The presence of high numbers of the staphylococcus aureus bacteria on the skin of children and adults with atopic dermatitis is common. It is widely believed that staph bacteria may play a role in causing skin inflammation, but the routine use of oral antibiotic therapy to decrease the amount of bacteria on the skin has not been definitively shown to reduce the signs, symptoms (e.g. redness, itch), or severity of atopic dermatitis. In addition, if oral antibiotics are used when there is not an infection, it may lead to the development of antibiotic resistance.

The use of oral antibiotics can also cause side effects, including hypersensitivity reactions, or exaggerated immune responses such as allergic reactions. Although it can be difficult to determine the presence of a skin infection in atopic dermatitis patients, oral antibiotics should only be used to treat patients with evidence of bacterial infection in conjunction with other standard and appropriate treatments for atopic dermatitis.
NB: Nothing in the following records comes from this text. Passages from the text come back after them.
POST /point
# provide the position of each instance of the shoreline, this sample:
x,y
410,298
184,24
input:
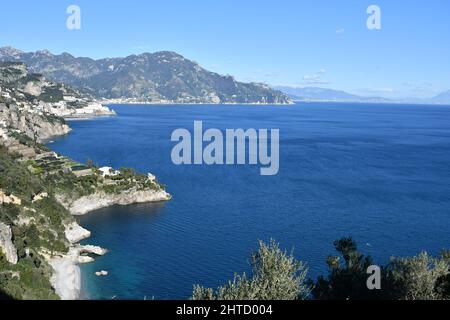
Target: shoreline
x,y
67,278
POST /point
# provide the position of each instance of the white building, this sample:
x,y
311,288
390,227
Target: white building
x,y
108,171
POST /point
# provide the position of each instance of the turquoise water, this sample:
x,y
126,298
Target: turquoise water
x,y
379,173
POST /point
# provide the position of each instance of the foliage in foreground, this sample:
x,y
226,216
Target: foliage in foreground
x,y
276,276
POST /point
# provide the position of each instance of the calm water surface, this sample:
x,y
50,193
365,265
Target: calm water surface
x,y
380,173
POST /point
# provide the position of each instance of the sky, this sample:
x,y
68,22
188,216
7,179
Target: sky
x,y
322,43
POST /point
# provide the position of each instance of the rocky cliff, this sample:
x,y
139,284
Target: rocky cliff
x,y
6,244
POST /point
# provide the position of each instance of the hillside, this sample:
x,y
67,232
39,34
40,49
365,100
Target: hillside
x,y
164,77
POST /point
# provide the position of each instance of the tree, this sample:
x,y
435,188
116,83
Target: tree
x,y
347,281
419,278
276,276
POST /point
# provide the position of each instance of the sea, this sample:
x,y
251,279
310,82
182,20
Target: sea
x,y
379,173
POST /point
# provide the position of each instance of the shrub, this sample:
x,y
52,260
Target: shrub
x,y
276,276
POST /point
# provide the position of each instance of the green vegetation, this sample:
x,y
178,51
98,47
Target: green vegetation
x,y
276,276
279,276
29,279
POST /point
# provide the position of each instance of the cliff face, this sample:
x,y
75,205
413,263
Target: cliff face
x,y
36,126
100,200
36,106
6,244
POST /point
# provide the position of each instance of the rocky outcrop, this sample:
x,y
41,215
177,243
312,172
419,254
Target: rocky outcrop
x,y
66,278
75,233
6,244
9,199
34,125
100,200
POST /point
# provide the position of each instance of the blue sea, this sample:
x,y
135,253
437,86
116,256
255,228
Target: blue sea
x,y
378,173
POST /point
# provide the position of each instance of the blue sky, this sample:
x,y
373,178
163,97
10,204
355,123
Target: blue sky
x,y
284,42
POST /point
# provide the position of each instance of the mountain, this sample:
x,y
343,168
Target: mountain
x,y
322,94
443,98
34,105
148,77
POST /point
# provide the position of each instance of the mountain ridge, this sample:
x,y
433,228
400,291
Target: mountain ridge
x,y
163,76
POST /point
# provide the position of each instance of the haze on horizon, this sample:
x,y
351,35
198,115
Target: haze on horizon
x,y
290,42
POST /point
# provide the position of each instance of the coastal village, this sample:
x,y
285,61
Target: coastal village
x,y
41,191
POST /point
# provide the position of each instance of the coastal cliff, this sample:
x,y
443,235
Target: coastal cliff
x,y
100,200
41,191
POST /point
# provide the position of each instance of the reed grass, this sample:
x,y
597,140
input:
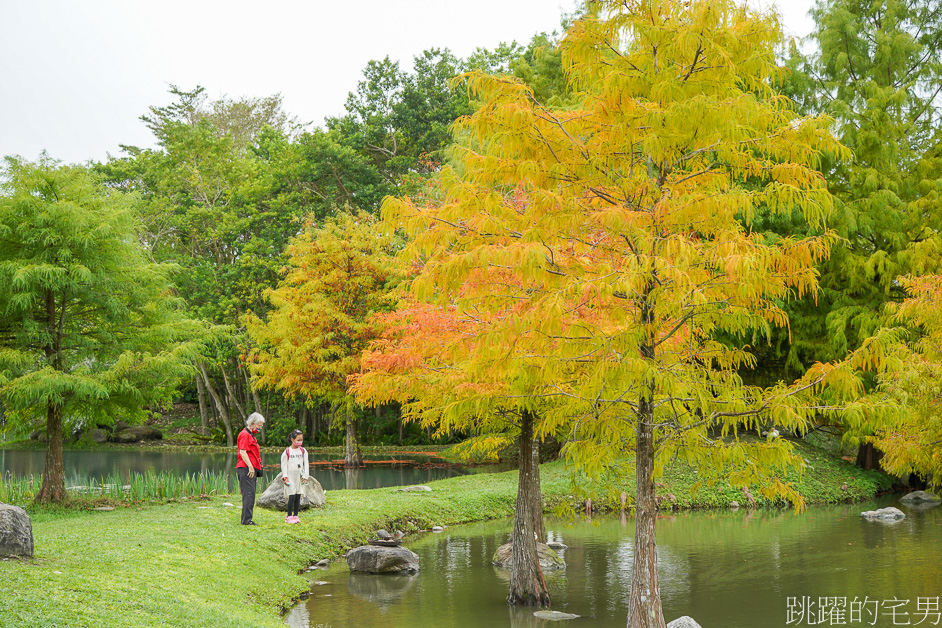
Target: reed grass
x,y
127,487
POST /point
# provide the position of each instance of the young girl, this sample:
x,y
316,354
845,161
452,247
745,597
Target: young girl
x,y
294,470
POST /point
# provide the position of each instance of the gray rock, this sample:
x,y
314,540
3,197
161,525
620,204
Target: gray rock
x,y
549,559
375,559
554,615
136,433
312,495
16,532
884,514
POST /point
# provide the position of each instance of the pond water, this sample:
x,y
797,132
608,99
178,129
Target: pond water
x,y
85,467
732,569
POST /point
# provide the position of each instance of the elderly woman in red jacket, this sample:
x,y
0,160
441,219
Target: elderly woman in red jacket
x,y
249,466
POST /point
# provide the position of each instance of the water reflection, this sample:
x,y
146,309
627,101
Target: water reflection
x,y
87,467
381,591
731,569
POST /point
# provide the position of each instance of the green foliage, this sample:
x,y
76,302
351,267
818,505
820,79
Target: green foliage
x,y
876,70
400,121
88,324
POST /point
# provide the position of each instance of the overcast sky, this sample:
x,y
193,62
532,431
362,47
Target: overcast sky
x,y
76,75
5) Don’t routinely use topical antibiotics on a surgical wound.

The use of topical antibiotics on clean surgical wounds has not been shown to reduce the rate of infection compared to the use of non-antibiotic ointment or no ointment. Topical antibiotics can aggravate open wounds, hindering the normal wound-healing process.

When topical antibiotics are used in this setting, there is a significant risk of developing contact dermatitis, a condition in which the skin becomes red, sore, or inflamed after direct contact with a substance, along with the potential for developing antibiotic resistance. Only wounds that show symptoms of infection should receive appropriate antibiotic treatment.

Supporting evidence

Last reviewed December 2015

How was this list developed

The New Zealand Dermatological Society (NZDS) is a not-for-profit incorporated society of more than 60 dermatologists, medical and surgical specialists in diagnosis and treatment of diseases of the skin. NZDS is a small society and members convened to review possible candidates for low value clinical practices. Consequently it was agreed that the interventions previously highlighted by the American Academy of Dermatology fully captured the concerns and priorities of members and their resulting items were endorsed by the Society members. The final Top 5 list was endorsed by the NZDS Executive on December 17, 2015.